CHARLESTON, W.Va. -- Freedom Industries, the company responsible for contaminating the water of 300,000 Kanawha Valley residents, was founded by a two-time convicted felon, benefited from the 2009 federal stimulus and at least two of its executives have longstanding ties to the Charleston business community.
Since the chemical spill on Thursday, Freedom Industries executives have entirely avoided media requests, except for a brief news conference Friday night.
On Sunday morning, Charles Ryan Associates, a prominent Charleston public relations firm hired by Freedom, abruptly dropped the chemical distributor as a client.
"I made the decision not to represent them," said Susan Lavenski, who was handling Freedom for Charles Ryan. She would not give any details as to why she would no longer represent the company.
Freedom Industries was founded in 1992 by Carl Lemley Kennedy II, according to filings with the West Virginia secretary of state.

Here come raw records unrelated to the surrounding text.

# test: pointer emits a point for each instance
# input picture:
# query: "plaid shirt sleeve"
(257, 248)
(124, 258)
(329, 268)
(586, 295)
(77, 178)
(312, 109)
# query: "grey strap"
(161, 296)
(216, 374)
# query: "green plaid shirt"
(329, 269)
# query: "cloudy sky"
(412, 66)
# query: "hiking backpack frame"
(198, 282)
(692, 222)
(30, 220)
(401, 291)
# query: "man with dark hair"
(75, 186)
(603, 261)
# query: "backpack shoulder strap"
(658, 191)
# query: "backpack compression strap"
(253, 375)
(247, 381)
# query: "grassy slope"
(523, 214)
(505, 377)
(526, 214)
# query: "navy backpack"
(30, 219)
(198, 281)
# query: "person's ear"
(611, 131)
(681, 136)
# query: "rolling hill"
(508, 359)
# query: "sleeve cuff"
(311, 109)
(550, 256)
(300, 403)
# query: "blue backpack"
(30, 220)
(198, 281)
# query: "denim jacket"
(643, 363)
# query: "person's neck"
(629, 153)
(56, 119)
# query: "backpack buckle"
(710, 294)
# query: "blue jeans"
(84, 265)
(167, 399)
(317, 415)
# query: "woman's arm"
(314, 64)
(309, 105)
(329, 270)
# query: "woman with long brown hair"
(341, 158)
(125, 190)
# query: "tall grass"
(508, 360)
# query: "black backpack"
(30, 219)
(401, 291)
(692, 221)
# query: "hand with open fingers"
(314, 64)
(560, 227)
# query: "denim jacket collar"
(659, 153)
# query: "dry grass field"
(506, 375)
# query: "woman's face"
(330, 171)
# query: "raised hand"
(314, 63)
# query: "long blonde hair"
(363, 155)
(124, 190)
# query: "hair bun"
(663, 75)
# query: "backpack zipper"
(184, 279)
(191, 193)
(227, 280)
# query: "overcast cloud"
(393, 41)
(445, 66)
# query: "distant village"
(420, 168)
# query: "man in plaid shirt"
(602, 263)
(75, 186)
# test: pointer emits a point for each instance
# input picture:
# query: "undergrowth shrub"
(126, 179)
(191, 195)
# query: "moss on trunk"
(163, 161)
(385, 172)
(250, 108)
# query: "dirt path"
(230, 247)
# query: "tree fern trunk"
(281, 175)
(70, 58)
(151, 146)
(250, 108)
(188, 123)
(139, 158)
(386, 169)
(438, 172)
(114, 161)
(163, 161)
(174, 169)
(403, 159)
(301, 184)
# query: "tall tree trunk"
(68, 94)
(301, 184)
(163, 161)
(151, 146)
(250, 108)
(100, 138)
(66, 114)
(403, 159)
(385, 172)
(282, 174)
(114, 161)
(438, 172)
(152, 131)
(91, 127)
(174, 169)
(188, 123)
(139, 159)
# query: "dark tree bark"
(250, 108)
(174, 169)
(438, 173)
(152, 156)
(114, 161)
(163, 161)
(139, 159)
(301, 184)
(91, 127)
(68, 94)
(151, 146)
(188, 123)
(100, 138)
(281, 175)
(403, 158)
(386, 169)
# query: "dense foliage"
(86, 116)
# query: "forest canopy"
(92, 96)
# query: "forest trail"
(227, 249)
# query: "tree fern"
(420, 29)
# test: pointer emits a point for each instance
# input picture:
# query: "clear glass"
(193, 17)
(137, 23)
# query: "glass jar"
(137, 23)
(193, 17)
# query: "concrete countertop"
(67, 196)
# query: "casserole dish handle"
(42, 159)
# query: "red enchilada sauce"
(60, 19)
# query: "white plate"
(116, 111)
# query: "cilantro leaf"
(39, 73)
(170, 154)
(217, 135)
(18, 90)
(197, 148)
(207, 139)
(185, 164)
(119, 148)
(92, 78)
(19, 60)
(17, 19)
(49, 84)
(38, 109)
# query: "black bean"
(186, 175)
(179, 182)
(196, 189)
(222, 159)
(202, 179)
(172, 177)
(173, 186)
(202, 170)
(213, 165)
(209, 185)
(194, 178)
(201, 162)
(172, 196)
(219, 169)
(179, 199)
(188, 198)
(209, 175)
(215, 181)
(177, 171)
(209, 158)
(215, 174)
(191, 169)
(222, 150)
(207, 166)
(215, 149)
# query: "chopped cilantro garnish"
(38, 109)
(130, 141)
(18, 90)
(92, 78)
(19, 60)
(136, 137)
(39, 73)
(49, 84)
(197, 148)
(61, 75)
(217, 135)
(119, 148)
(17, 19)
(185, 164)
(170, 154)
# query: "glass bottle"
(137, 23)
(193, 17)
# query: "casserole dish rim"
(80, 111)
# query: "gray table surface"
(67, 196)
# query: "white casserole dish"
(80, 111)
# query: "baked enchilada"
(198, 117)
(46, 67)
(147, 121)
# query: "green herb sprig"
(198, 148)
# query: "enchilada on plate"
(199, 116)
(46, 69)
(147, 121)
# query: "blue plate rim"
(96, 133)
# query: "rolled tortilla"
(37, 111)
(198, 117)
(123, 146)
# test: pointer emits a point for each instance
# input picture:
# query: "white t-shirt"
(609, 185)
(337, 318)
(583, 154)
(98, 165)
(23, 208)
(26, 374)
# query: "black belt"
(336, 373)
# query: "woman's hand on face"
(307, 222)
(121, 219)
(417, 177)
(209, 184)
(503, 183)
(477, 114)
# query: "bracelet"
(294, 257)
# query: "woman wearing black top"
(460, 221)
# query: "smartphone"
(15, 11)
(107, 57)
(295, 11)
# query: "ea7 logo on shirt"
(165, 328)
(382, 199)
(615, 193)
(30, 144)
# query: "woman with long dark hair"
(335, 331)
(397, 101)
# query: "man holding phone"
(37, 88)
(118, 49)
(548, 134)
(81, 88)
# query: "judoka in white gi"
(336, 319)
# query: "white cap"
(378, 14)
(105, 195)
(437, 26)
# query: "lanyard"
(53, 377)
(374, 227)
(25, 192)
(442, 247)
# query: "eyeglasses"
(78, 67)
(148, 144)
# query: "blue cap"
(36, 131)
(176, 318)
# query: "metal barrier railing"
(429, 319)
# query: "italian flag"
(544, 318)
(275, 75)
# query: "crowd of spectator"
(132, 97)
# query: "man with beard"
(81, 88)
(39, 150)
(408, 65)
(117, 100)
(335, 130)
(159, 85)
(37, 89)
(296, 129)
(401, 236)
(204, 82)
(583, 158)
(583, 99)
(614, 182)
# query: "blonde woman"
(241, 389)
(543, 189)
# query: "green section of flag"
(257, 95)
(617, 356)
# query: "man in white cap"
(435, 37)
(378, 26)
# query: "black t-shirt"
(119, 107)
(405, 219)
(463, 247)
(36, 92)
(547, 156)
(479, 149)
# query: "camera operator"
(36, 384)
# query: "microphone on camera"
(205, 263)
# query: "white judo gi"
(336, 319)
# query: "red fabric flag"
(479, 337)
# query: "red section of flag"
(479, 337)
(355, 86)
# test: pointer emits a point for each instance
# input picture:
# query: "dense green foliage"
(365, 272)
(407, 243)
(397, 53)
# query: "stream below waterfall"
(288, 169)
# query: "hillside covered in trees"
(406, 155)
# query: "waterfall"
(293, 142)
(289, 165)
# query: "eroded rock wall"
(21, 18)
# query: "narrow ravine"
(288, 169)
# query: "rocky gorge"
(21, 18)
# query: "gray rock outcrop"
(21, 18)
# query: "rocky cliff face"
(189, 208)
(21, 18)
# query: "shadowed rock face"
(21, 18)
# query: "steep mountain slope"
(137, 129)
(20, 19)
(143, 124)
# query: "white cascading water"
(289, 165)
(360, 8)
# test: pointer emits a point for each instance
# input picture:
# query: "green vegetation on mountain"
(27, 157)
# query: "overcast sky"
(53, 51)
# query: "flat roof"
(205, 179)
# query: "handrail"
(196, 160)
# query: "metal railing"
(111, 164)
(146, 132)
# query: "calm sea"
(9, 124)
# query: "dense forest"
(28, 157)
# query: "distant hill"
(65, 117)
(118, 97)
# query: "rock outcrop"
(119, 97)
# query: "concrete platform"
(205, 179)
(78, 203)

The company's website, however, says it was founded in 1986.
"Our friends and our neighbors, this incident is extremely unfortunate, unanticipated and we are very, very sorry for the disruption to everybody's daily life that this incident has caused," Gary Southern, the company's president, said at the news conference Friday night. "It has been an extremely long day, I'm having trouble talking at the moment. I would appreciate it if we could wrap this thing up."
He has not spoken publicly since.
Kennedy is still listed as "incorporator" with the secretary of state, but a woman who answered the phone at Freedom Industries on Friday said he left the company "years ago."
As recently as 2005, Kennedy owned 5 percent of Freedom Industries, according to a bankruptcy filing. That stake was valued at $675,000, according to Kennedy's filing, meaning that in 2005 Freedom Industries was valued at $13.5 million.
That valuation has almost certainly increased over the past eight years. In 2008, the company employed 45 people, sold 10 million gallons of material and earned $26 million, according to newspaper records.
Within the last two weeks, on Dec. 31, 2013, Freedom merged with three other companies, Etowah River Terminal, Poca Blending and Crete Technologies.
The companies were already interrelated. Freedom markets and distributes chemicals that are mixed by Poca Blending in Nitro. Etowah River Terminal is the storage facility on the Elk which leaked the chemical. It has about a dozen tanks, each of which can hold tens of thousands of gallons of chemicals. It was formerly a Pennzoil facility.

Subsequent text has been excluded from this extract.